When the Olympics arrive in town, organising officials are going to try to persuade you to arrive at the stadium via West Ham station. Don't listen to them. They need to spread the spectator load over across many stations as possible, so well-connected West Ham's a major part of the 2012 transport plan. According to some wildly optimistic forecast, as many as 18% of spectators are expected to enter the park this way. But gullible attendees expecting a nice short stroll to the Olympic Park are in for an unpleasant surprise. It's more than a mile from West Ham station to the Olympic Stadium, and the intervening walk is via a whiffy Victorian sewer. Don't say I didn't warn you.
There's not a lot that 2012 bosses can do to move West Ham nearer to the stadium, but they are busy attempting to make the intervening walk as pleasant as possible. The path follows the Greenway, the northeastern outfall of London's 150-year-old sewage system, which is already cunningly disguised by having a big broad footpath on top. Not the loveliest of footpaths, admittedly, more a rough tarmac strip with a featureless edging of bland grass. But a pleasant enough way of getting from Ato B (especially if B is Bow or Beckton), and an ideal cycling route with fine views across surrounding Newham. Functional certainly, but world-class definitely not.
So an upgrade is called for. The plans are to lay two adjacent parallel paths with differing surfaces, one for bikes and one for pedestrians. Materials recycled from building on the site of the Olympic Park will be used, such as bricks, manhole covers, bollards and granite cobbles. Think of these paths as doubling up as some sort of industrial heritage collage. Try not to think of them as the crushed remnants of former businesses destined to be forever trampled underfoot. Whatever, they'll only take up about half of the Greenway's width, leaving plenty of space on either side for transplanted environmental greenspace. We're promised plenty of wildflower meadows along the way, as well as pockets of maple, hawthorn and hazel. It may not be quite so endearingly bland as the current surface, but it should give trudging Olympic spectators something rather lovelier to look at.

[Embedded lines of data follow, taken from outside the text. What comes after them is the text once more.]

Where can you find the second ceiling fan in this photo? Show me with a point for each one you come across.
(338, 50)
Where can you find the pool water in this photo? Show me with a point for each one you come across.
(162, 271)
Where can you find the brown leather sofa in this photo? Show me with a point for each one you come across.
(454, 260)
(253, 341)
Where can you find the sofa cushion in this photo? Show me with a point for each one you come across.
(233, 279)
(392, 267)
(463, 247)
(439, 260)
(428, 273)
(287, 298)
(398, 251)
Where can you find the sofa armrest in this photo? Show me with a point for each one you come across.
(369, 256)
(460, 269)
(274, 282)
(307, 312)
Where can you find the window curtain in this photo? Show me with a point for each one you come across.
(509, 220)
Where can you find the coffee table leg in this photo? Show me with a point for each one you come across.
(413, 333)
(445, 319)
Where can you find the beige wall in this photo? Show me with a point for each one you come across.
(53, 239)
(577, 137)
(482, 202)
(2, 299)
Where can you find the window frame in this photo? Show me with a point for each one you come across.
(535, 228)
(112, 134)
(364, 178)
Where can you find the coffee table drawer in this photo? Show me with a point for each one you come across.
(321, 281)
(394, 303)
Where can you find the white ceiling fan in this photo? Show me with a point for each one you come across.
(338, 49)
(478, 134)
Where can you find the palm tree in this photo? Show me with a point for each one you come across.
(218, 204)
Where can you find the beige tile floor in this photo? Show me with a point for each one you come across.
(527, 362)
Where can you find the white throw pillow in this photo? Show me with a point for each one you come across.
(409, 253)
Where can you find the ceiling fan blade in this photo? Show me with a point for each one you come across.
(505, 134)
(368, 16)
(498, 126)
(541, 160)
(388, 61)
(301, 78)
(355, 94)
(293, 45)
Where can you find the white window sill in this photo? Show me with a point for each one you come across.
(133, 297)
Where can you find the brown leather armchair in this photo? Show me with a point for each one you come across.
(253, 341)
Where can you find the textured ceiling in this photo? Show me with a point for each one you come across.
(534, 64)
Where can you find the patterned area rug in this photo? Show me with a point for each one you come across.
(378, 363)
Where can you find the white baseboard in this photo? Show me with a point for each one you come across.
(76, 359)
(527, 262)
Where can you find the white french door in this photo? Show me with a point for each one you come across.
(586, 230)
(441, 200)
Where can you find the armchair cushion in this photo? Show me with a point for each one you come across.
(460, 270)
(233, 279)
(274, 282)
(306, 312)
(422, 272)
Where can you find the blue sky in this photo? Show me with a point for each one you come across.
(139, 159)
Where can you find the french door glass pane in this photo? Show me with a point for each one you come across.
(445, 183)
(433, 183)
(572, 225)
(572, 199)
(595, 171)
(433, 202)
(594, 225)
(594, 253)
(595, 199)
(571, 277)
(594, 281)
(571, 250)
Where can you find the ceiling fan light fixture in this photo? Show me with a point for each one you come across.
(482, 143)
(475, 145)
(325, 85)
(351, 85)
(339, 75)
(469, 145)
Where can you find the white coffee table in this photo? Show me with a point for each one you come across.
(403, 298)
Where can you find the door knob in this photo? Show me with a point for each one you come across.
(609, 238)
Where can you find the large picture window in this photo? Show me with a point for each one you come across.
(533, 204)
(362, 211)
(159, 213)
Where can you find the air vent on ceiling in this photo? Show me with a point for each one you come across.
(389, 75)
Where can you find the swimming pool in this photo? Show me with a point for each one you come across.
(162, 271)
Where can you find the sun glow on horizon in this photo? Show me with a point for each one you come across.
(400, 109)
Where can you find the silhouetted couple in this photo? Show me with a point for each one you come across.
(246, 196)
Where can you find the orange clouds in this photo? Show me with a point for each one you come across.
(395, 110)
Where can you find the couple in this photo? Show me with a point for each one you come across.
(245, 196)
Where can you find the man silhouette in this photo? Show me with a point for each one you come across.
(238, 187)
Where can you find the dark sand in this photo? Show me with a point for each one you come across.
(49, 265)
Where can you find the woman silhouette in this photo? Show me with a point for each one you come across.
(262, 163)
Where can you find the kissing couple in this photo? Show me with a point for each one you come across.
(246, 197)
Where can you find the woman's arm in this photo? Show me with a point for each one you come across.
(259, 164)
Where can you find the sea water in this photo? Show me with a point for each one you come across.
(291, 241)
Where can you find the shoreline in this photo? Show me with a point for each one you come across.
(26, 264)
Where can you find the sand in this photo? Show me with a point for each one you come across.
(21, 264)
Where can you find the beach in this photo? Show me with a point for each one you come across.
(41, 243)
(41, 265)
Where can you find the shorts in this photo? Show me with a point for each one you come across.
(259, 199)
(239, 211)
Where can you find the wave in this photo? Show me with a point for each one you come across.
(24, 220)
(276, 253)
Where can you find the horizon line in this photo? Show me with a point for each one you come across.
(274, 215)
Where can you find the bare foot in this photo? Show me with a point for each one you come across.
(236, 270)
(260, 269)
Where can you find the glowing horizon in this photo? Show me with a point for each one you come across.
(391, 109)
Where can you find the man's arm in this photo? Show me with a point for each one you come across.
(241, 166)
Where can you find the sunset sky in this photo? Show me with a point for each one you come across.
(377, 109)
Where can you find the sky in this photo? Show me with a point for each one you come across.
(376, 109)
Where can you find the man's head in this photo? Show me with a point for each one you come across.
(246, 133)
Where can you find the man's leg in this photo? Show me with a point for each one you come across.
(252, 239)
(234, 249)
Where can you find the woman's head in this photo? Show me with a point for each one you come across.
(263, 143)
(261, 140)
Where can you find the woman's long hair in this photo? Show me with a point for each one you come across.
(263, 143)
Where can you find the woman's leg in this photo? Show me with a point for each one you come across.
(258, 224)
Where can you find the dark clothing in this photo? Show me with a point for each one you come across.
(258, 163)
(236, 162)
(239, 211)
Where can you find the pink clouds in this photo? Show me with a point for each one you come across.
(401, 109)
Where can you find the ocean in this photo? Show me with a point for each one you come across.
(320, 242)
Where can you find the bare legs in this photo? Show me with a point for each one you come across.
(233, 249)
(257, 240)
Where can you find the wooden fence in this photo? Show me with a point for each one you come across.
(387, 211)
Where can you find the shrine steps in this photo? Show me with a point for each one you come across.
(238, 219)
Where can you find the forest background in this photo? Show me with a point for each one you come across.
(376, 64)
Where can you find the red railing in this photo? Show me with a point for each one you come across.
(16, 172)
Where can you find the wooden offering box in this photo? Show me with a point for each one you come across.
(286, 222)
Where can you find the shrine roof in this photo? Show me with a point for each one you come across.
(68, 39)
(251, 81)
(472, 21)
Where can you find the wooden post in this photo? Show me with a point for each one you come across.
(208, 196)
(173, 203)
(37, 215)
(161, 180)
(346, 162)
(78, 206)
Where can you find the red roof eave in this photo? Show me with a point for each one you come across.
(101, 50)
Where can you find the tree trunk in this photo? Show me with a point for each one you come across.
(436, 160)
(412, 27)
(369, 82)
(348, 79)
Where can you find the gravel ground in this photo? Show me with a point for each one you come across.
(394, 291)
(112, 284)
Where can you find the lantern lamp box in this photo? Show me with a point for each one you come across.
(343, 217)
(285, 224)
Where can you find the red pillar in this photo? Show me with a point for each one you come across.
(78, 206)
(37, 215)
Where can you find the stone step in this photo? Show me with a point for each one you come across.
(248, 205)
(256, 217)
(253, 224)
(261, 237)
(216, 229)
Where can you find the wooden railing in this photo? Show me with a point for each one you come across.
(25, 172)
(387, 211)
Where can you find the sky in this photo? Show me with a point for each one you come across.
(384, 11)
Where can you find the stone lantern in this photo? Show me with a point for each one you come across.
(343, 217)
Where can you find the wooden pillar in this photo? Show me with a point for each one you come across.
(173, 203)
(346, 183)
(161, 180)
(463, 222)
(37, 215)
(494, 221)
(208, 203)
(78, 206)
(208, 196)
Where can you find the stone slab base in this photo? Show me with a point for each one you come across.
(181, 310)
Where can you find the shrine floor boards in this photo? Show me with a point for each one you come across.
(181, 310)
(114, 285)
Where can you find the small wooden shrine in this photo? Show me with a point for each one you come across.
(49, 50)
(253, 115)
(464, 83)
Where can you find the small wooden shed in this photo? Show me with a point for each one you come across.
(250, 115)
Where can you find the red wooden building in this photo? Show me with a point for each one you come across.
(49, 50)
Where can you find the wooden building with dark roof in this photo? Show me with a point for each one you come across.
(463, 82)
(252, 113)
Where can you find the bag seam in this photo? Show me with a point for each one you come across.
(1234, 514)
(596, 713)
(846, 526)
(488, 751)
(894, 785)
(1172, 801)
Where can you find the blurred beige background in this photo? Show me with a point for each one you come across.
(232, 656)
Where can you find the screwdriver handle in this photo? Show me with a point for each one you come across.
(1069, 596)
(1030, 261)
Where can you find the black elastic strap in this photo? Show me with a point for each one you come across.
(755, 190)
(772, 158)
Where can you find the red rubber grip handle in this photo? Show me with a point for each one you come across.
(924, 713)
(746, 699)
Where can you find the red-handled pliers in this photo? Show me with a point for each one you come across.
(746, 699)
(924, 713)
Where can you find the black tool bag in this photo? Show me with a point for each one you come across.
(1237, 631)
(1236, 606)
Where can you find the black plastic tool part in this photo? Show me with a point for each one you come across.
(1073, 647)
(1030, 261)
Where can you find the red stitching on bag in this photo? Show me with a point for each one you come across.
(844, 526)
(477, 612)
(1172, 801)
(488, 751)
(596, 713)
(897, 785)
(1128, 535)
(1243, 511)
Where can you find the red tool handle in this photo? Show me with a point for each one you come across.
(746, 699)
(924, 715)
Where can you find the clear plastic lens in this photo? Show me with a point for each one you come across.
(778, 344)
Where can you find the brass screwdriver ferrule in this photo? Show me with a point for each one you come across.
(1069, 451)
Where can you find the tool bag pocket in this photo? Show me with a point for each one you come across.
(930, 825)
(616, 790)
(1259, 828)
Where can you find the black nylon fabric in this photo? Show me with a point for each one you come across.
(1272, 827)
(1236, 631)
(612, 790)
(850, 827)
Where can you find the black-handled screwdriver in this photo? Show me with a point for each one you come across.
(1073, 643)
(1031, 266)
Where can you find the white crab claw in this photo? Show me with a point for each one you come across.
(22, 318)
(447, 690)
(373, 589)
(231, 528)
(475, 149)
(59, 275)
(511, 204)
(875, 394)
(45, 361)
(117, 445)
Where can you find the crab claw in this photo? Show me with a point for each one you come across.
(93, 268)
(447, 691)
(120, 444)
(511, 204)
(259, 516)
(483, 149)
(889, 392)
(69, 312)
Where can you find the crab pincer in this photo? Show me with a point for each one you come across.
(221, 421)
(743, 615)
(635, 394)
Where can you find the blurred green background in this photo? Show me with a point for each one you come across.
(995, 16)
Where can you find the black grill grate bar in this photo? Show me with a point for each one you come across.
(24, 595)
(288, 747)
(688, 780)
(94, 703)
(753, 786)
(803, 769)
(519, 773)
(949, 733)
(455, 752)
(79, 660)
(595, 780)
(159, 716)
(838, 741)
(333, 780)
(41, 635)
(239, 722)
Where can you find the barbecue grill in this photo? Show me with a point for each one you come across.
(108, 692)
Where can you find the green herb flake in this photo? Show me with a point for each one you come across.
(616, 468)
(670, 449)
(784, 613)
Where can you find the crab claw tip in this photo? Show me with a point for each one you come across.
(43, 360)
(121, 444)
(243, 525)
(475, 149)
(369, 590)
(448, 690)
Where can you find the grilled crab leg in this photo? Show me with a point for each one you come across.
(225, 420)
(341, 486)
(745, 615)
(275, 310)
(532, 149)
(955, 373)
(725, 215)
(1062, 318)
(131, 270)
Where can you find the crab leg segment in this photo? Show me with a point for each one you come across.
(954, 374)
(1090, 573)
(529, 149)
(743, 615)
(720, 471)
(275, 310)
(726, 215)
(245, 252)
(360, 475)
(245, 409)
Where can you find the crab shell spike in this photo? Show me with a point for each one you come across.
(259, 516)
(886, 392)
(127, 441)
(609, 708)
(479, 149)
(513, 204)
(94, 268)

And the upgrade is already underway. All along the Greenway from Stratford High Street to West Ham, half of the sewertop carriageway has been fenced off and contractors are busy removing the grass and other vegetation. Some of the plants will be harder to remove than others. Printed signs attached to orange netting reveal several clusters of Japanese knotweed along the railings, and there's also a big clump of offensive giant hogweed close to the sewage pumping station. Best they're removed before they strangle any future planting, and before any Japanese tourists pass by in 2012 with a disapproving look. There's quite a lot of stripping still to go, and then presumably the other half of the carriageway will have to receive the same treatment.
It seems strange seeing workmen and portakabins on the Greenway, so long a forgotten backwater track used by not many to get nowhere special. And it's a shame to see the path's previous infrastructure uprooted and discarded in an undignified heap [photo]. The Greenway's signposts used to be chunky vandalproof ironwork with all the names carved out in holey lettering. This wouldn't have passed muster in any design competition, but it was bold and resilient, and above all very green. Maybe they'll carve up all the old signs and benches and then recycle recognisable chunks amongst the new footpath, but somehow I doubt it. At least the replacement signs appear to have a bit of character about them too, whenever they finally appear.
Nobody would be spending any money on the Greenway were it not for the Olympics and the need to funnel spectators securely to and from distant transport links. Indeed, anybody living down at the Plaistow or Beckton end of the Greenway will see no difference whatsoever for the foreseeable future because that's not an Olympic priority. But I'm hopeful that the end result from West Ham northwards will be rather lovelier, not least because it'll considerably enhance my regular walk from home to BestMate's house.
Just don't any of you lot make an inadvertent visit to the upgraded scenic Greenway during the 2012 Games, else you'll face a surprisingly lengthy walk to get from the station to the perimeter of the Park. The wild flowers will be pretty, but the trudge to your security friskdown may be interminable. Remember to travel to the Olympics via Stratford, never via West Ham. You'll thank me for that piece of advice one day.